Data from production systems is often sparse, noisy and arbitrarily distributed. Literature has shown that neural networks learn faster and better when operating on batches of features that are normally distributed. ReAgent includes a workflow that automatically analyzes the training dataset and determines the best transformation function and corresponding normalization parameters for each feature. We do this via ModelManager.run_feature_identification, where input_table_spec points to a Spark table with the timeline data.

model: ModelManager__Union
manager = model.value

The normalization is a Python dictionary where each key is a feature id and each value is NormalizationData. An example of this, in JSON format, is

    "0": "{\"feature_type\":\"CONTINUOUS\",\"mean\":0.5675003528594971,\"stddev\":1.0,\"min_value\":-0.1467551738023758,\"max_value\":2.1779561042785645}",
    "1": "{\"feature_type\":\"CONTINUOUS\",\"mean\":0.42259514331817627,\"stddev\":1.0,\"min_value\":-1.3586808443069458,\"max_value\":1.8529225587844849}",
    "2": "{\"feature_type\":\"CONTINUOUS\",\"mean\":0.028220390900969505,\"stddev\":1.0,\"min_value\":-0.14581388235092163,\"max_value\":0.19483095407485962}",
    "3": "{\"feature_type\":\"CONTINUOUS\",\"mean\":0.02947876788675785,\"stddev\":1.0,\"min_value\":-2.194336175918579,\"max_value\":2.164193868637085}"

NB: reagent/workflow/ is what the pseudo-code in Steps 3 and 4 are trying to depict. Models should subclass ModelManager and implement all abstract methods (including run_feature_identification and query_data) to be added to our registry of models.

Step 4 - Train model

To train the model, we first save our Spark table to Parquet format, and use Petastorm’s PyTorch DataLoader, which can efficiently read Parquet formatted data.
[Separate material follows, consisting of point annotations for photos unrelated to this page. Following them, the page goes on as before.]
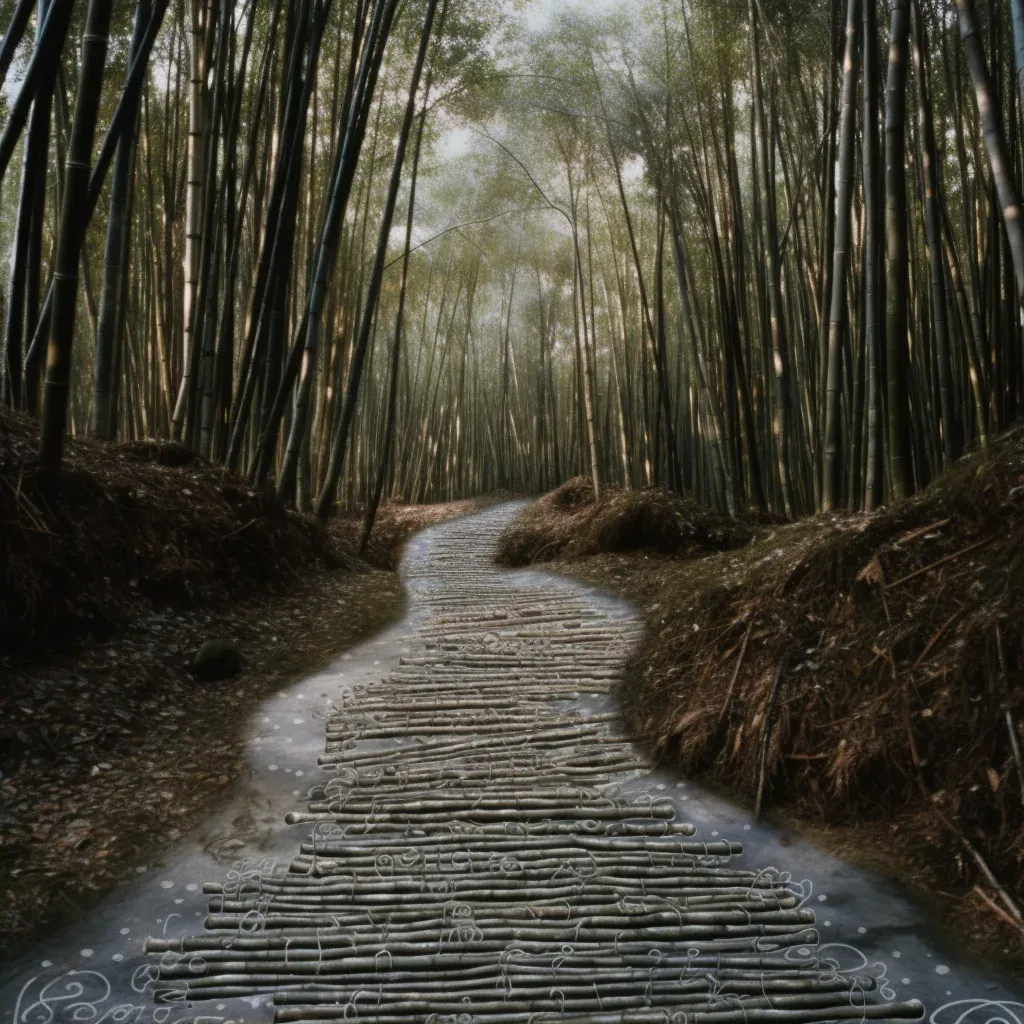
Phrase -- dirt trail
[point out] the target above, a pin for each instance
(486, 845)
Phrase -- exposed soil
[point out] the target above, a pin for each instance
(110, 747)
(862, 672)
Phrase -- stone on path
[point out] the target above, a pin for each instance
(482, 848)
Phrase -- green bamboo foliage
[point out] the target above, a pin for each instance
(675, 252)
(73, 224)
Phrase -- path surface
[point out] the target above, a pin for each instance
(472, 852)
(483, 844)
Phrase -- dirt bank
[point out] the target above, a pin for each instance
(863, 674)
(110, 747)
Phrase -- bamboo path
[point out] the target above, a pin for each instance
(471, 854)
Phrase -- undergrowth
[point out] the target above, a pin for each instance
(853, 668)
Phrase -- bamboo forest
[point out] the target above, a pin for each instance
(511, 511)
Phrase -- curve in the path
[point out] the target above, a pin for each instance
(482, 847)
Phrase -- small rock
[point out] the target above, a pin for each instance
(217, 659)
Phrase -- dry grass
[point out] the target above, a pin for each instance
(898, 643)
(148, 524)
(110, 749)
(568, 523)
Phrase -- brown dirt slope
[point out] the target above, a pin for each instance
(110, 748)
(862, 671)
(567, 523)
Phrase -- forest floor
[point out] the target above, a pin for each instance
(110, 745)
(860, 676)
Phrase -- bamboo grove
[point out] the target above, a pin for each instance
(770, 254)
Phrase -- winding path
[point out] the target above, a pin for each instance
(486, 845)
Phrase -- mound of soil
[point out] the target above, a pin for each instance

We do this via ModelManager.query_data, which each ModelManager in our registry of models must implement. In this step, we also process the rewards, i.e. computing multi-step rewards or computing the reward from metrics columns directly.
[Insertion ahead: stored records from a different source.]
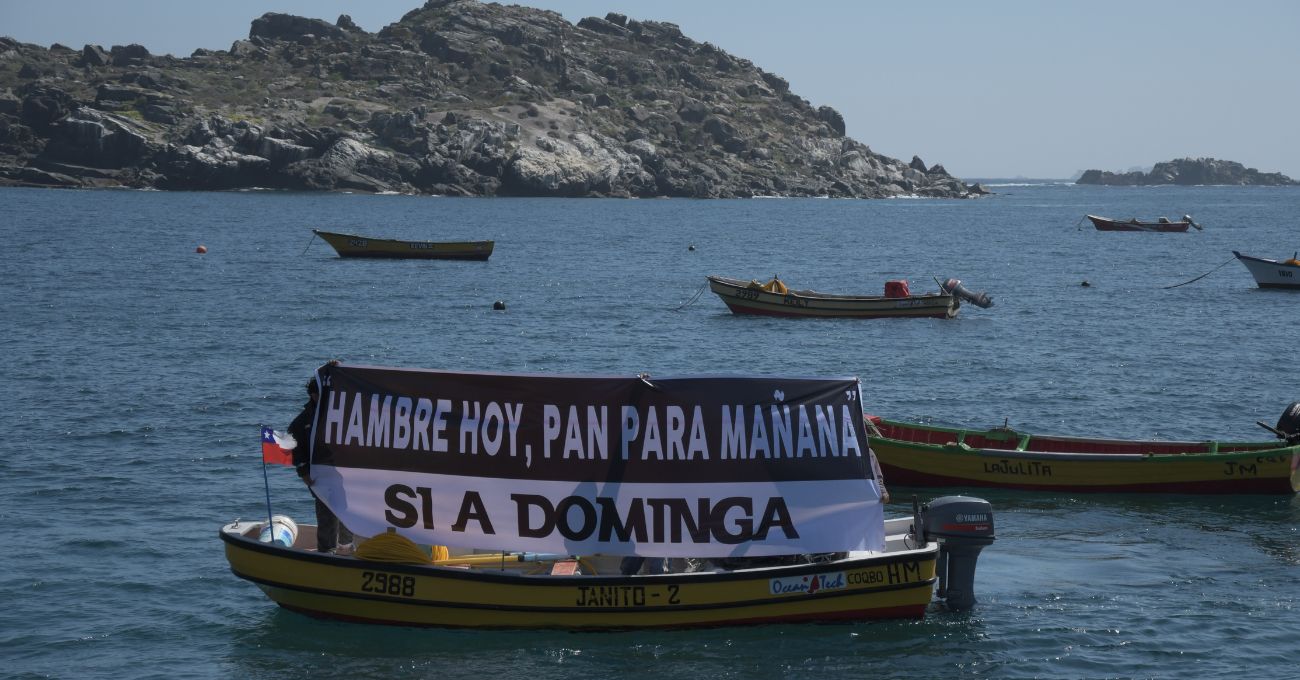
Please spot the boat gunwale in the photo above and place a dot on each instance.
(251, 544)
(830, 297)
(1243, 449)
(397, 241)
(1138, 222)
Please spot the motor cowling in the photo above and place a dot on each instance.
(962, 527)
(1290, 423)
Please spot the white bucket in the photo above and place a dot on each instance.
(282, 531)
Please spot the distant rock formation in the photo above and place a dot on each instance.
(1188, 172)
(458, 98)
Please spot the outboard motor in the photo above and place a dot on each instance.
(962, 527)
(954, 286)
(1287, 427)
(1290, 424)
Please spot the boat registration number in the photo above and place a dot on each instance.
(388, 584)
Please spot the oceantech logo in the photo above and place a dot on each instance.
(806, 584)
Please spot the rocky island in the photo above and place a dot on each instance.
(458, 98)
(1188, 172)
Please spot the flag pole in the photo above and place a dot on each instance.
(265, 480)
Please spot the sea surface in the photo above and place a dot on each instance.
(137, 373)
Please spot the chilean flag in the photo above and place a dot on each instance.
(273, 449)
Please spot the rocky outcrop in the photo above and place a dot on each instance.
(456, 98)
(1188, 172)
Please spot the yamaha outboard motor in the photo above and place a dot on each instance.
(956, 287)
(962, 525)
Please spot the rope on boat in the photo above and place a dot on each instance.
(693, 298)
(308, 243)
(393, 546)
(1200, 277)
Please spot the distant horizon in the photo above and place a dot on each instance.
(1015, 90)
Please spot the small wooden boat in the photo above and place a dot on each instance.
(1273, 273)
(1164, 224)
(415, 480)
(355, 246)
(776, 299)
(928, 455)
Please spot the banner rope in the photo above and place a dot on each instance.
(693, 298)
(1200, 277)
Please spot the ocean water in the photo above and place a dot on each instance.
(138, 372)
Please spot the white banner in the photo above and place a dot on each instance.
(672, 520)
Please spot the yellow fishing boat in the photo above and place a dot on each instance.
(771, 537)
(355, 246)
(930, 455)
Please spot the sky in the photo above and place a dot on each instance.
(1001, 89)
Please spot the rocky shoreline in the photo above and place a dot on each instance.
(458, 98)
(1188, 172)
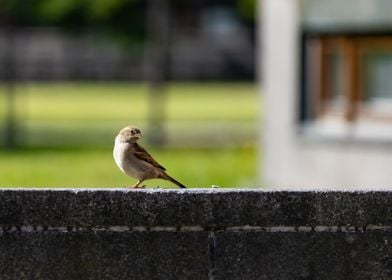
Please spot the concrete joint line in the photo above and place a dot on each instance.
(196, 228)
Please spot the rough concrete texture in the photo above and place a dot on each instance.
(195, 234)
(210, 208)
(104, 255)
(304, 255)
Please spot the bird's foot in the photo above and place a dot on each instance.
(137, 187)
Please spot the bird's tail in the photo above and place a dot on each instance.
(167, 177)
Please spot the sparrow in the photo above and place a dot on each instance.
(135, 161)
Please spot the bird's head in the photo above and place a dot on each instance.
(129, 134)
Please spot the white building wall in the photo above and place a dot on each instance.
(291, 159)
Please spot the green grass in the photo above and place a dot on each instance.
(96, 168)
(67, 131)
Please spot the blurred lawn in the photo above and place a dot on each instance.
(68, 130)
(95, 168)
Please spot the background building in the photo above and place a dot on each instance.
(327, 93)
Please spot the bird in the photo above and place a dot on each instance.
(135, 161)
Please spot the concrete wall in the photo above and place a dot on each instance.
(305, 157)
(195, 234)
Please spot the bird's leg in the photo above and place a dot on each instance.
(137, 185)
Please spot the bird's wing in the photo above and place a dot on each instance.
(142, 154)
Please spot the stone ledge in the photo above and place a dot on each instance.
(195, 208)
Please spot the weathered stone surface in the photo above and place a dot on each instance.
(195, 234)
(103, 255)
(210, 208)
(301, 255)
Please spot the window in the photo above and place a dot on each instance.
(349, 76)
Now we are ready to train a model by running:

# make preprocessor from the normalization parameters of Step 3
batch_preprocessor = manager.build_batch_preprocessor(use_gpu)

# read preprocessed data
data_reader = petastorm.make_batch_reader(train_dataset.parquet_url)
with DataLoader(data_reader, batch_preprocessor) as dataloader:
  for batch in dataloader:

# Store model outputs
torchscript_output_path = f"model_{round(time.time())}.torchscript"
serving_module = manager.build_serving_module(), torchscript_output_path)

# store for later use
training_output.output_path = torchscript_output_path

Note that the model is trained purely on the randomly generated data we collected in Step 1. We are taking a batch of data that we generated previously and training by looping over that data and interatively learning a better policy than the policy that generated the data. Effectively, this is learning to perform a task by observing completely random transitions from an environment! While doing so, we are not even building a dynamics model of the environment.

NB: We can do the same for the eval_dataset if we want to perform CPE during training as a diagnosis tool.
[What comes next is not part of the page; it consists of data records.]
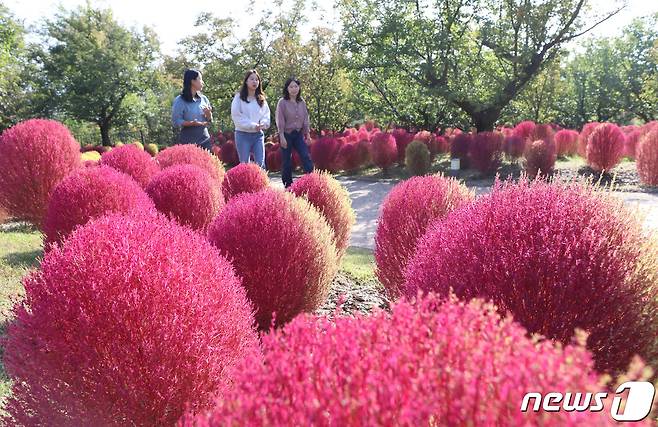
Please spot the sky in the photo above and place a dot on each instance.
(173, 21)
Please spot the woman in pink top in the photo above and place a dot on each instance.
(293, 125)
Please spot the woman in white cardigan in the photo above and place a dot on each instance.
(251, 115)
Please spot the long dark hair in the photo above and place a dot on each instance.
(189, 75)
(286, 94)
(244, 91)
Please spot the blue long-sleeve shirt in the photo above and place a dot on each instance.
(183, 111)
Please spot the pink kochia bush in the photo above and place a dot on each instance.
(332, 200)
(485, 151)
(407, 211)
(556, 256)
(91, 193)
(423, 364)
(132, 161)
(187, 194)
(244, 178)
(647, 158)
(605, 147)
(190, 154)
(126, 324)
(35, 155)
(283, 249)
(383, 150)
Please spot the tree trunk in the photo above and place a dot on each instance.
(105, 133)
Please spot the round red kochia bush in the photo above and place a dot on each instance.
(125, 324)
(283, 249)
(35, 155)
(383, 150)
(230, 153)
(187, 194)
(244, 178)
(90, 193)
(485, 151)
(190, 154)
(539, 158)
(349, 158)
(556, 256)
(460, 147)
(647, 158)
(408, 209)
(605, 147)
(332, 200)
(524, 129)
(425, 363)
(323, 153)
(566, 142)
(132, 161)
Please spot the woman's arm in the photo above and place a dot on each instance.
(240, 119)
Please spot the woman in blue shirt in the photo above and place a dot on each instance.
(192, 112)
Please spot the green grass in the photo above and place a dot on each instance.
(20, 250)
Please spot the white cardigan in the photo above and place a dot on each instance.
(246, 115)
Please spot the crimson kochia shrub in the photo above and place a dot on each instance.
(127, 323)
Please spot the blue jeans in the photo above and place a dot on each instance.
(295, 140)
(248, 142)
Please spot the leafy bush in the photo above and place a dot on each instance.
(186, 194)
(282, 248)
(408, 209)
(35, 155)
(90, 193)
(557, 257)
(125, 324)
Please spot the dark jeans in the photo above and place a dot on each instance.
(295, 140)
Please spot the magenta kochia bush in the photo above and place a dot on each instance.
(190, 154)
(132, 161)
(605, 147)
(332, 200)
(187, 194)
(283, 249)
(244, 178)
(90, 193)
(34, 157)
(558, 257)
(451, 364)
(407, 211)
(125, 324)
(383, 150)
(485, 151)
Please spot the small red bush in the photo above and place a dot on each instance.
(90, 193)
(485, 151)
(524, 129)
(539, 158)
(647, 158)
(557, 257)
(459, 148)
(332, 200)
(186, 194)
(244, 178)
(408, 209)
(605, 147)
(230, 153)
(383, 150)
(190, 154)
(323, 153)
(132, 161)
(566, 142)
(450, 364)
(35, 155)
(282, 248)
(126, 324)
Step 5 - Evaluate the Model

Now that we have trained a new policy on the offline CartPole-v0 data, we can try it out to see how it does:

./reagent/workflow/ run reagent.workflow.gym_batch_rl.evaluate_gym $CONFIG

which performs the following pseudo-code

# load our previous serving module
jit_model = torch.jit.load(saved_serving_module)

# wrap around module to fit our gymrunner interface
policy = create_predictor_policy_from_model(env, jit_model)
agent = Agent.create_for_env_with_serving_policy(env, policy=policy)

# run Agent on environment, and record rewards
rewards = evaluate_for_n_episodes(
    n=num_eval_episodes, env=env, agent=agent, max_steps=max_steps

Even on completely random data, DQN can learn a policy that obtains scores close to the maximum possible score of 200!

Step 6 - Visualize Results via Tensorboard

We can now view loss plots and CPE estimates in Tensorboard after running:

tensorboard --logdir outputs/

at localhost:6006. When done viewing the results deactivate the virtualenv by typing deactivate.